Spreading of polluted sediment around the U-864 wreck
Analyses of currents and sediment dispersal during installation of a capping layer using a fexible fallpipe vessel
E.M.L. van Miltenburg (TU Delft - Civil Engineering & Geosciences)
Julie D. Pietrzak – Mentor
Claire Chassagne – Graduation committee member
C. Jommi – Graduation committee member
GJ de Boer – Coach
Jens Laugesen – Graduation committee member
More Info
expand_more
Other than for strictly personal use, it is not permitted to download, forward or distribute the text or part of it, without the consent of the author(s) and/or copyright holder(s), unless the work is under an open content license such as Creative Commons.
Abstract
Four kilometers west of the Norwegian island Fedje, mercury, leaking from the U-864 wreck, has highly polluted a seabed area of approximately 40 000 m2. The bow section of the wreck is located on a stability critical slope of 15 degrees.

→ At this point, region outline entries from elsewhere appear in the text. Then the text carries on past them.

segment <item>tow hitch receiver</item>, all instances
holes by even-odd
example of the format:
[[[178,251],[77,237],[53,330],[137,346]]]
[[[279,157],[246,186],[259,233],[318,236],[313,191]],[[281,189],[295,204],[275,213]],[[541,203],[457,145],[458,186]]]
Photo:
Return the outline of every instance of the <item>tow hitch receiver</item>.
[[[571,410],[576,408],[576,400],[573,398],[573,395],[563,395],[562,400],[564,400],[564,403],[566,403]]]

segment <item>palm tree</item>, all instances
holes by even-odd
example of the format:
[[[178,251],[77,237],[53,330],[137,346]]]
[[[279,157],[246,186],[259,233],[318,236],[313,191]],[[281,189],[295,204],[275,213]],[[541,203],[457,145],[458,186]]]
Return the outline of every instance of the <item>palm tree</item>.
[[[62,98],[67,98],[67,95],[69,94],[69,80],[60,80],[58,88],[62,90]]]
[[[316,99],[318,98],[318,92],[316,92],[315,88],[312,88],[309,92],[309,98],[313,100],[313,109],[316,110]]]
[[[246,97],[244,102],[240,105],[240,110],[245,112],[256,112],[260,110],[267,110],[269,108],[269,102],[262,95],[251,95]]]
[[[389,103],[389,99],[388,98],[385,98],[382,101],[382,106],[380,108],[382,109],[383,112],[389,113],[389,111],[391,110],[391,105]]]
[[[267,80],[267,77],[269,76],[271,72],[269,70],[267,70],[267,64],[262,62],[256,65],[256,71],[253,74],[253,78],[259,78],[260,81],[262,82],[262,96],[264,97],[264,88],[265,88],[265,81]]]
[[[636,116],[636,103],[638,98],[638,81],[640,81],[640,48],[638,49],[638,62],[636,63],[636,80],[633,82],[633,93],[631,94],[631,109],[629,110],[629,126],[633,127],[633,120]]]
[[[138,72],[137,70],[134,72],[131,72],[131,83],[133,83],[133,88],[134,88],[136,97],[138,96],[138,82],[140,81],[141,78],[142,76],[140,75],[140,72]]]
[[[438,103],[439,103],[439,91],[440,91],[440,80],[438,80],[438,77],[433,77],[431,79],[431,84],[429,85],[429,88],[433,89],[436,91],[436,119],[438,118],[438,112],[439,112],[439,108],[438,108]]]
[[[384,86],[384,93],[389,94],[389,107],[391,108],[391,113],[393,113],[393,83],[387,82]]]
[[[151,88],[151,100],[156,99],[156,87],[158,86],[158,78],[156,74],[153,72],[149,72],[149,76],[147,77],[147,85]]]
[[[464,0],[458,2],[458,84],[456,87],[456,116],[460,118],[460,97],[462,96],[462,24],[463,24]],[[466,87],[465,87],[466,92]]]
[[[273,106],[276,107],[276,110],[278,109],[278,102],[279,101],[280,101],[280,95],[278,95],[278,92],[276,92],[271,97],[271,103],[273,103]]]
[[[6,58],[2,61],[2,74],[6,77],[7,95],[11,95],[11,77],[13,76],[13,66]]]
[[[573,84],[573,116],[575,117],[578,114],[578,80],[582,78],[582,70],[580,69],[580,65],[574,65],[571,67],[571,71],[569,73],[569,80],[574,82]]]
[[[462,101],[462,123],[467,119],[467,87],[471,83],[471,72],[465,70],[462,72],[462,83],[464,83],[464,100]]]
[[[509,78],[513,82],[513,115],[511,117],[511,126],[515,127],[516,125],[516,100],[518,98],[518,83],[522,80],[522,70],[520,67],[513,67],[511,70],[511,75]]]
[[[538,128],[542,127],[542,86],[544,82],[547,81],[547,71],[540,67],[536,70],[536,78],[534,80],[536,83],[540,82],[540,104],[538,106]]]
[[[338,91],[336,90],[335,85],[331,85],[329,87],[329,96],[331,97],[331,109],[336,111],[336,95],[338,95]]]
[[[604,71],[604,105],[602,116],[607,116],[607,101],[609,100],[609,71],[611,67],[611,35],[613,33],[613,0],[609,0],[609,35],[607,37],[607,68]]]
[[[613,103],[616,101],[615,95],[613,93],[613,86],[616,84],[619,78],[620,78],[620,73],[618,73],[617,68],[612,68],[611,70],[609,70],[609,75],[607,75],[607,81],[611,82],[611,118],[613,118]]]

In 2016, Van Oord used a flexible fall pipe system to install a counter fill to stabilize the wreck and simultaneously cap a portion of the contaminated area. In the future, the Norwegian government plans to cap the complete area to prevent further dispersion of mercury. This research aims to gain more knowledge about the spreading of sediments during such an operation occurring under realistic hydrodynamic conditions. A more complete understanding of the process will allow for better risk assessment of future capping operations. To this end, the unique data set gathered during the counter fill project has been analyzed.
In order to predict extreme flow events, the bottom currents are decomposed. By decomposing the erratic velocity signal, tidal (25 %) and inter-tidal residual current (38 %) components are identified and understood. However, the driving force for the remaining intra-tidal part, which contains the highest current anomaly events, cannot be identified. Evidence is found for the occurrence of internal waves providing a possible explanation. Due to a lack of data, a quantitative prediction cannot be made. Consequently, the exact maximum currents at the site are unpredictable, but stayed below 0.4 m/s during the project.
During the installation work, high turbidity clouds have been measured. The origin is investigated by analyzing the particle size distribution and the mercury concentration of sediment samples; said samples are drawn from the capping material, the installed capping layer and sediment traps placed around the wreck. The findings indicate that the clouds are caused by a loss of clean material and are not from the contaminated seabed. This is supported by modeling the dispersal of clean particles from the flexible fall pipe. The promising results regarding the use of a flexible fall pipe for capping layer installation are not only applicable for the U-864 area but also for other polluted offshore areas.